Os seguranças apenas deram de ombros, sem se deixarem impressionar. "Doutora Clayton? Nunca ouvimos falar. Circulando, e pare de bloquear a entrada."
Com um suspiro suave, Stephanie balançou a cabeça, pois não importava o quanto ela tivesse avançado, sempre havia pessoas dispostas a julgá-la à primeira vista.
Antes que ela pudesse tentar novamente, uma voz familiar interrompeu a confusão: "Stephanie? O que está fazendo aqui? Não deveria estar voltando para o interior?"
Ao se virar, Stephanie se deparou com Aimee, que a olhava com um sorriso de desdém nos lábios. "Lugares como este não são para gente como você."
Ela havia acabado de iniciar seus estudos em pintura a óleo na Universidade de Veridia e tinha ido ao hotel na esperança de conhecer o famoso pintor Carl Russell. Encontrar Stephanie lá era a última coisa que ela esperava.
Como hoje o saguão estava repleto de pessoas conhecidas, Aimee sentiu o rosto queimar só de pensar que alguém poderia associá-la a Stephanie, cujas roupas simples e jeito desajeitado destoavam da multidão glamourosa.
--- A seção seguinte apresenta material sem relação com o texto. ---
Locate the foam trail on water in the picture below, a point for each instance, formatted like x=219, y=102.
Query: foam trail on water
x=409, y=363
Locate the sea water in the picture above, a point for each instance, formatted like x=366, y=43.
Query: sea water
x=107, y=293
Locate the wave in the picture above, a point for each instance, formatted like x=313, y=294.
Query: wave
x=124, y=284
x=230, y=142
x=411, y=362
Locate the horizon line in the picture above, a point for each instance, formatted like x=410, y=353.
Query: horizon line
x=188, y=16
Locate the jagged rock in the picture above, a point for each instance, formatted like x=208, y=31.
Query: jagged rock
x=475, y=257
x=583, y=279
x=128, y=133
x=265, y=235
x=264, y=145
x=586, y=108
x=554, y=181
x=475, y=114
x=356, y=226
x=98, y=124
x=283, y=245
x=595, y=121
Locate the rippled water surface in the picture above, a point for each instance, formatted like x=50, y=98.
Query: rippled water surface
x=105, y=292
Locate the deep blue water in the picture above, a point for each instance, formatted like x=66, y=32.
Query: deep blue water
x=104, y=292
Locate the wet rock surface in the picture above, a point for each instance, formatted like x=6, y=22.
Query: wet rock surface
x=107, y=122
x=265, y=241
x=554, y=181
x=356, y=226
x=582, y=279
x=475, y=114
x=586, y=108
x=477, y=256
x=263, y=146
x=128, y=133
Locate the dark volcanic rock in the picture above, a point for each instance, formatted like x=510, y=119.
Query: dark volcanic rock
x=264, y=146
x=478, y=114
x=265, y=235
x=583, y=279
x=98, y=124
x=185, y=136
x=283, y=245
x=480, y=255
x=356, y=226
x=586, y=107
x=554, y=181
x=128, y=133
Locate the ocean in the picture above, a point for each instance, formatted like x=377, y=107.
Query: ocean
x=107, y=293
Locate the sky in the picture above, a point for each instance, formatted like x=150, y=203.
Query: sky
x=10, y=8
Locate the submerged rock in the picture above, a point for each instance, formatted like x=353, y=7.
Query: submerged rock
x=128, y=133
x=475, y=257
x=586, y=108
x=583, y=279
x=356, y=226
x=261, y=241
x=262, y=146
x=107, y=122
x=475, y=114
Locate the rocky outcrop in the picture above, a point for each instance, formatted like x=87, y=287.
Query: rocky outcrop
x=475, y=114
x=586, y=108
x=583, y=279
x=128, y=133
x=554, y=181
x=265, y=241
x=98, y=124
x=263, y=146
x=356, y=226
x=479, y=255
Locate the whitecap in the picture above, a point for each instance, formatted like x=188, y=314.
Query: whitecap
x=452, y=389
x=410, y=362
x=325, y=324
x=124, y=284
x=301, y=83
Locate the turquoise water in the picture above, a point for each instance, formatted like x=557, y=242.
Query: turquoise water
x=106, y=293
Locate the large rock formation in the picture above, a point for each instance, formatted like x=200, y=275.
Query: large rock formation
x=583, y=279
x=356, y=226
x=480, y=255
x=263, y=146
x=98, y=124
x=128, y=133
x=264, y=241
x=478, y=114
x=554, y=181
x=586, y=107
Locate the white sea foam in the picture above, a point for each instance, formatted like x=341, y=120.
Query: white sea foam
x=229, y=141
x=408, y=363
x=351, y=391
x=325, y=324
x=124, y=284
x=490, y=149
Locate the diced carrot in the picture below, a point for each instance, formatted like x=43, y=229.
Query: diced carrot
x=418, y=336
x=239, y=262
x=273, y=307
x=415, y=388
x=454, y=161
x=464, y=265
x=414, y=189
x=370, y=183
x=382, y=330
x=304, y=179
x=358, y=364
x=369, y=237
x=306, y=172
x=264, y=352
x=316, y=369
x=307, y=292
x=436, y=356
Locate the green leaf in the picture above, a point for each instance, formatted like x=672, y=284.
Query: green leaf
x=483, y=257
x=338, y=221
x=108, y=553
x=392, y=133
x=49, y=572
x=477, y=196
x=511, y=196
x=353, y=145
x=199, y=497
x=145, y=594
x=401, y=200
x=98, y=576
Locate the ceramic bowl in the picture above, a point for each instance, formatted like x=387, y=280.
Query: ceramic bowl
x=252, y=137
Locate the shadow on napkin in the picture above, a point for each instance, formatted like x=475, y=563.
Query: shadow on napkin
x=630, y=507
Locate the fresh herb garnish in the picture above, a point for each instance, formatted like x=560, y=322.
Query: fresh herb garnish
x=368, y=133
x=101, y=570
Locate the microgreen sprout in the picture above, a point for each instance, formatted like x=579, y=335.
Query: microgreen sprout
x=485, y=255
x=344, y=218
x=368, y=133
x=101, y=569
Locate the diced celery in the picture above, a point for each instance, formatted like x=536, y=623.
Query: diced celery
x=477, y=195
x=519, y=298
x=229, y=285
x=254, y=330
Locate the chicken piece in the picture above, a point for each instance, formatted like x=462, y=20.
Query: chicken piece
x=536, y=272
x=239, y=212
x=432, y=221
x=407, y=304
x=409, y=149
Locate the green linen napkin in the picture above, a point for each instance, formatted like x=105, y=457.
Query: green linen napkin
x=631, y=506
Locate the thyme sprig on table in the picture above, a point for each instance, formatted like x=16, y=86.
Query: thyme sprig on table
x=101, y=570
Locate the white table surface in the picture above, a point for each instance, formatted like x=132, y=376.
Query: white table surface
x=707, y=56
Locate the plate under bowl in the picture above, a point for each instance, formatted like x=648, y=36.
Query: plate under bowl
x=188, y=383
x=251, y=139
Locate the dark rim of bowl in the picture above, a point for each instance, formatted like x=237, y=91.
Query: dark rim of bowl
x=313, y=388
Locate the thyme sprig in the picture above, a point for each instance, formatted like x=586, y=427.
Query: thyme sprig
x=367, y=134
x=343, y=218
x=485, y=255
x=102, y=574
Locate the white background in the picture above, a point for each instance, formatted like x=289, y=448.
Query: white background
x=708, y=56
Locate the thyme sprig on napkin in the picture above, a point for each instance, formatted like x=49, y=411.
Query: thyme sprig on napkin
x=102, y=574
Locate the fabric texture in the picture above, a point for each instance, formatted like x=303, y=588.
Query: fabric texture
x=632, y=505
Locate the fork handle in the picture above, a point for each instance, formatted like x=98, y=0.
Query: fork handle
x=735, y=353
Desesperada para salvar as aparências, ela tentou afastar Stephanie, que mal olhou para ela, já se virando para ir embora.
Na verdade, ela não estava muito interessada na consulta de Waylon desde o início, por isso, não tinha nenhum problema em ir embora.
De repente, gritos surgiram perto da entrada do hotel. "Socorro! Tem algum médico aqui? Alguém acabou de desmaiar!"
Rapidamente, uma multidão se formou em volta da confusão.
"Olhem para os lábios dela. Estão ficando azuis e seu rosto está tão pálido. Ela não para de tremer. Será que ela vai morrer?"
"Ela está encharcada de suor - a camisa dela está toda molhada..."
Sem hesitar, Stephanie subiu na sua scooter e acelerou em direção à confusão.
"Stephanie, para onde está indo?", Aimee gritou, correndo para alcançá-la.
Quando Stephanie chegou ao local, o que viu a fez parar: uma garota estava deitada no chão, com um lado do corpo visivelmente maior que o outro, suas feições estranhamente irregulares. Tremores violentos abalavam seu corpo, e seus membros se contorciam em ângulos estranhos, enquanto sua boca e olhos se puxavam bruscamente para um lado, com toda a sua expressão distorcida.
A condição era inconfundível: um caso extremamente raro de hemi-hipoplasia.
"Ela nasceu assim?"
"Ela parece tão estranha..."
"Pessoal, por favor, se afastem. Sou médica."
Stephanie sacou seu estetoscópio e começou um exame rápido, mas minucioso, verificando as pupilas da garota e auscultando-lhe o coração e os pulmões.
Aimee estava na beirada do círculo, atônita com a habilidade de Stephanie.
Por fim, sem conseguir se conter, ela exclamou: "Stephanie, o que pensa que está fazendo? Como ousa se passar por médica?"
Stephanie lançou um olhar firme para Aimee. "Cale a boca."
Sem se abalar com as feições distorcidas da garota, ela a moveu do sol para a sombra com cuidado.
Recusando-se a deixar Stephanie provar sua competência, Aimee elevou a voz para que todos ouvissem: "Pessoal, me escutem! Eu a conheço. Ela não é médica! Ela só está fingindo, e se deixarmos que continue, ela acabará matando essa pobre garota. Temos que impedi-la agora mesmo!"
"Sinceramente, ela parece saber o que está fazendo", discordou uma mulher na multidão.
Um homem acenou com a cabeça em apoio. "Ela tem um estetoscópio e até um monitor de pressão arterial. Pelo que sabemos, ela pode ser médica de verdade. Você não deveria julgar tão precipitadamente."
"Vocês estão errados. Ela não entende nada de medicina. Ela vai matar essa garota!", Aimee gritou ainda mais alto, se recusando a recuar.
Em seguida, ela se lançou para frente, tentando arrastar Stephanie para longe. "Pare com isso! Você já estudou medicina? Só saia do caminho!"
Sem pestanejar, Stephanie a encarou. "Se não pode ajudar, pelo menos não atrapalhe. Não dificulte as coisas."
Ignorando a comoção, ela abriu o zíper da mochila e desdobrou um estojo médico compacto de metal, cujo interior era forrado com frascos, seringas e instrumentos esterilizados, todos bem organizados.
Pegou um frasco branco, retirou um único comprimido azul e ajudou a garota a engoli-lo cuidadosamente.
Alguns segundos se passaram, as convulsões diminuíram e, em seguida, cessaram.
Por fim, a garota ficou imóvel, com a respiração regular e calma.
O silêncio era total, até que Aimee gritou: "Stephanie, o que você fez? Você a matou!"